With this being said, the weight training, conditioning, pre-hab, and recovery strategies should NOT do a complete 180 when you get to camp. If you haven’t squatted in the off-season, don’t go and squat just because your buddies are. Be very clear with the coaches and trainers about what you’ve done in the offseason, and be sure not to push it past the ideal volume point. Remember, it’s about feeling good, not showing off.
The same goes for the training room stuff. Don’t make it habit to hang out in there. If you weren’t doing a bunch of shoulder exercises, don’t start crushing those just because everyone else is. Do what make’s YOU perform at high level, and that’s it. More is the enemy in spring training. Optimal for you is the aim.

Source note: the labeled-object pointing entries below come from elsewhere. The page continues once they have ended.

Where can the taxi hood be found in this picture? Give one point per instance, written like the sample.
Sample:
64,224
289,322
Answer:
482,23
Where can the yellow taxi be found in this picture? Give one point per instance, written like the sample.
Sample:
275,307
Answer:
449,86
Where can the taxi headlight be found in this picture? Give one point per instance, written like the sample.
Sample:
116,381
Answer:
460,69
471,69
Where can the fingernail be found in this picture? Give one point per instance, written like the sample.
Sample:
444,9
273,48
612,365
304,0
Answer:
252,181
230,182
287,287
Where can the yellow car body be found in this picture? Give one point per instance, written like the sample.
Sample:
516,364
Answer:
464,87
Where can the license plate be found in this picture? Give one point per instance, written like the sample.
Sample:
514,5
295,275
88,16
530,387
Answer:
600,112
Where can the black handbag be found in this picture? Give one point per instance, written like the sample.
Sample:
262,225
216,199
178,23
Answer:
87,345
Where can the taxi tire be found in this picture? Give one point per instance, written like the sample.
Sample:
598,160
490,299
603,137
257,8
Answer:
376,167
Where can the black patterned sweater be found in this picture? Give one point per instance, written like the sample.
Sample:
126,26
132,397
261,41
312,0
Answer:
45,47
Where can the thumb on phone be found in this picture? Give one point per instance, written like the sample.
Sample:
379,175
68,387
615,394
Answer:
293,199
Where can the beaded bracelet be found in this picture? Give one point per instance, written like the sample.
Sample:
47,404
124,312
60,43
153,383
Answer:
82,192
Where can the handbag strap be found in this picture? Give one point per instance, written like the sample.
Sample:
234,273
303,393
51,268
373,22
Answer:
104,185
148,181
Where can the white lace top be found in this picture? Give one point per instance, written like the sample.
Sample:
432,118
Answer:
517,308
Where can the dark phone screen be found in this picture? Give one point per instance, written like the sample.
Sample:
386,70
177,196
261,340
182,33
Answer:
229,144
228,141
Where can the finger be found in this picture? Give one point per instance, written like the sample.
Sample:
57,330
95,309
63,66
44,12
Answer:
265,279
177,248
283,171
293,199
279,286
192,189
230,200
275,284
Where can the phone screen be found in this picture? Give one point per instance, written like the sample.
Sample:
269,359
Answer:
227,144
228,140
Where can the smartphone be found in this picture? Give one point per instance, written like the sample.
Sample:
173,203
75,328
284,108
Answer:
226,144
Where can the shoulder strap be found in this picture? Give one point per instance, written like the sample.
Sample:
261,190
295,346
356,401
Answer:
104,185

Solution – Cover all your bases to make sure you aren’t doing anything that will make your body hate you. Keep it a goal to maintain your mobility, strength, and conditioning levels, but don’t shoot to make gains anywhere unless it’s needed.
For instance, you might need to get your aerobic capacity up a bit, but don’t do it at a cost for on field performance. If running 20 sprints will get your conditioning level up, but hinder your body on the field, don’t do it. I understand that coaches will be in charge of telling you what to do, but auto regulate your own intensity and effort to keep your body feeling as fresh as possible.
Make sure also that you are eating just as well as the offseason, or at least to the best of your ability. Sometimes you’ll be on the field for hours on end, so the time at the hotel or away from the field is crucial for recovery and keeping the calories at the right level.
One of the worst things you can do is drastically change your body weight set point and lose performance. Wherever you feel best bodyweight wise, do whatever it takes to stay there.
These strategies are so crucial to keep in mind as you enter spring training or practice. I hope that you have prepared hard in the offseason, and continue to refine things in the spring.
This is NOT the time to try and get into shape.
It’s time to ramp slowly into game ready, season form. The only thing that matters is that you are healthy, feeling good, and performing at your best. The rest is eyewash. Cut out all the extra nonsense, and do whatever it takes to feel good everyday. For everyone, it’s completely different.
Remember, you don’t make the team on day one.